On May 9, 2017, pursuant to an Agreement and Plan of Merger, dated as of April 25, 2017, by and among the Registrant, Tyson Foods, Inc., a Delaware corporation (“ Tyson ”), and DVB Merger Sub, Inc., a Delaware corporation and a wholly owned subsidiary of Tyson (“ Merger Sub ”), Tyson caused Merger Sub to commence a tender offer to purchase all outstanding shares of AdvancePierre Common Stock for $40.25 per share, net to the seller in cash, without interest, subject to any required withholding of taxes. On June 7, 2017, Merger Sub accepted for payment all AdvancePierre Common Stock validly tendered and not withdrawn. On June 7, 2017, Merger Sub merged with and into the Registrant (the “ Transaction ”), with the Registrant continuing as the surviving corporation.

 

As a result of the Transaction, the Registrant has terminated any and all offerings of the Registrant’s securities pursuant to the Registration Statement as of the date hereof.

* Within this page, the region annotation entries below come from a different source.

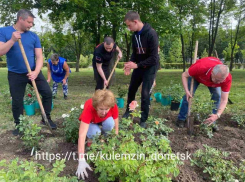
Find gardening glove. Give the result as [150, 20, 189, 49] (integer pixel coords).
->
[204, 114, 219, 126]
[76, 158, 93, 180]
[185, 91, 192, 102]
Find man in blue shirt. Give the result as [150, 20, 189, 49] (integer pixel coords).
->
[0, 9, 56, 135]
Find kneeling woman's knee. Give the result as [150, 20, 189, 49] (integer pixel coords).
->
[102, 117, 115, 131]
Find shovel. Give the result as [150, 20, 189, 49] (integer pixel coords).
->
[187, 41, 198, 135]
[18, 39, 52, 133]
[214, 50, 234, 104]
[103, 58, 119, 90]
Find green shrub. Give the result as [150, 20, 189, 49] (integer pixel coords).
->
[231, 112, 245, 128]
[191, 145, 245, 182]
[62, 107, 82, 143]
[0, 158, 77, 182]
[0, 62, 7, 68]
[17, 115, 43, 150]
[87, 111, 180, 182]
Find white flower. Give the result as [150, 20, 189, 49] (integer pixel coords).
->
[62, 114, 67, 118]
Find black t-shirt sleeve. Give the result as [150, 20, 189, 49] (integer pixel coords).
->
[94, 53, 104, 64]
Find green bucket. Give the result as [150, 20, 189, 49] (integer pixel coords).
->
[154, 92, 162, 102]
[34, 101, 54, 109]
[117, 98, 124, 108]
[24, 103, 35, 116]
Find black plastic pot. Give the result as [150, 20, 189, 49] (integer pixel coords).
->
[170, 101, 180, 111]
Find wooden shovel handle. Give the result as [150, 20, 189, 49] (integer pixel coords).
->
[18, 39, 52, 133]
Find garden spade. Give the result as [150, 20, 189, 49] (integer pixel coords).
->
[18, 39, 52, 133]
[103, 58, 119, 90]
[187, 41, 198, 135]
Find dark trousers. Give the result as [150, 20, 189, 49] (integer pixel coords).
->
[93, 62, 110, 90]
[127, 66, 157, 122]
[8, 71, 52, 124]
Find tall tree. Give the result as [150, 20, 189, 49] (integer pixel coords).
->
[208, 0, 236, 56]
[230, 0, 245, 71]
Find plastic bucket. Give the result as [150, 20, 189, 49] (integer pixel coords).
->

In accordance with undertakings made by the Registrant in the Registration Statement to remove from registration, by means of a post-effective amendment, any securities of the Registrant which had been registered for issuance but which remain unsold at the termination of the offering subject to the Registration Statement, the Registrant hereby removes from registration any and all securities registered under the Registration Statement that remain unsold as of the date hereof.

 

 
 

SIGNATURES

 

Pursuant to the requirements of the Securities Act of 1933, as amended, the Registrant certifies that it has reasonable grounds to believe that it meets all the requirements for filing on Form S-8 and has duly caused this Post-Effective Amendment to the Registration Statements to be signed on its behalf by the undersigned, thereunto duly authorized, in the City of Blue Ash, Ohio, on this 7 th day of June, 2017.

 

ADVANCEPIERRE FOODS HOLDINGS, INC.

 

By: /s/ Michael B. Sims
  Name: Michael B. Sims
  Title: Senior Vice President, Chief Financial Officer, and Treasurer

 

 

 

Note: No other person is required to sign this Post-Effective Amendment to the Registration Statement in reliance on Rule 478 of the Securities Act of 1933, as amended.